De l’erreur de quelques uns qui s’imagine de marcher dans la voye de la perfection.

L’Ennemi étant vaincu à la premiere & à la seconde attaque, il ne laisse pas d’en donner une troisiéme. Il tache de nous faire oublier les vices & les passions, dont nous sommes actuellement combattus, & de nous mettre dans l’esprit de vains projets d’une perfection imaginaire où il sçait bien que nous n’arriverons jamais. De-là vient que nous recevons à toute heure des playes mortelles, & que nous ne songeons pas à y remédier. Car ces desirs & ses résolutions chimériques nous paroissent de véritables effets, & par un orguëil secret, nous croyons déja être parvenus à une haute sainteté, Ainsi nous ne pouvons supporter la moindre peine ni la moindre injure ; & cepandent nous nous amusons à former dans la Méditation de grands desseins de souffrir les plus horribles tourmens, & les peines même du Purgatoire pour l’amour de Dieu.

Ce qui nous trompe, c’est que la partie inferieure ne redoutant pas beaucoup des souffrances éloignées, nous osons nous comparer à ceux qui souffrent effectivement de grandes peines avec une plus grande patience. Si nous voulons éviter un piege si dangéreux, déterminons-nous au Combat, & combattons en effet tant d’ennemis qui nous environnent, & qui nous attaquent de près. Nous reconnoîtrons par-là si nos bonnes résolutions ont été lâches ou généreuses, aparentes ou sinceres ; & nous irons à la perfection par le véritable chemin que les Saints nous ont frayé.
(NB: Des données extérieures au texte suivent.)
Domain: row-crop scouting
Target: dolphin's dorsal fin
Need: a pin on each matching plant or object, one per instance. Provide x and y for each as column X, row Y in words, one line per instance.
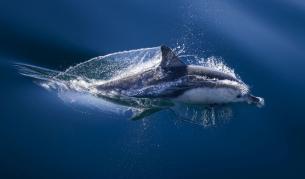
column 169, row 59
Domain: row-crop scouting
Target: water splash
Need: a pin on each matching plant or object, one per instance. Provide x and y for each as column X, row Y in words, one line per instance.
column 77, row 84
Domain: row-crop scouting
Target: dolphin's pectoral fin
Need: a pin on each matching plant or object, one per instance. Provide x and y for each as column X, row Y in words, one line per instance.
column 141, row 114
column 169, row 59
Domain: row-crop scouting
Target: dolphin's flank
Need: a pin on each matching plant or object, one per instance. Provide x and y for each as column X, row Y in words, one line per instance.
column 178, row 82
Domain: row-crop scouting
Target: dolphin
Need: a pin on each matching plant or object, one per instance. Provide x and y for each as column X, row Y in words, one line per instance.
column 175, row 81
Pour ce qui est des ennemis qui ne nous font pas ordinairement la guerre, ne nous mettons pas beaucoup en peine de les combattre, à moins que nous ne prévoyons que dans quelque tems & en de certaines rencontres, ils s’éleveront contre nous. Car pour nous mettre en état de soutenir leurs attaques, nous devons nous prémunir de bonne heure par de fermes résolutions de les vaincre.

Mais quelques fermes que nous paroissent ces résolutions, ne les considérons pas comme des victoires ; quand même nous ne serions exercés durant quelque tems à la pratique des vertus, & que nous y aurions fait un progrès considérable. Tenons-nous toujours dans l’humilité ; craignons tout de notre foiblesse ; défions-nous de nous-mêmes, & mettons notre confiance en Dieu seul ; prions-le souvent de nous fortifier dans le Combat, de nous préserver de tout péril, d’étouffer, particulierement dans nos cœurs, tout sentiment de présomption & de confiance en nos forces. Avec cela nous pourrons aspirer à la plus sublime perfection ; quoique d’ailleurs nous ayons bien de la peine à nous corriger de quelques légers défauts que Dieu nous laisse souvent, afin de nous humilier, & de conserver par-là le peu de mérites que nous avons acquis par nos bonnes œuvres.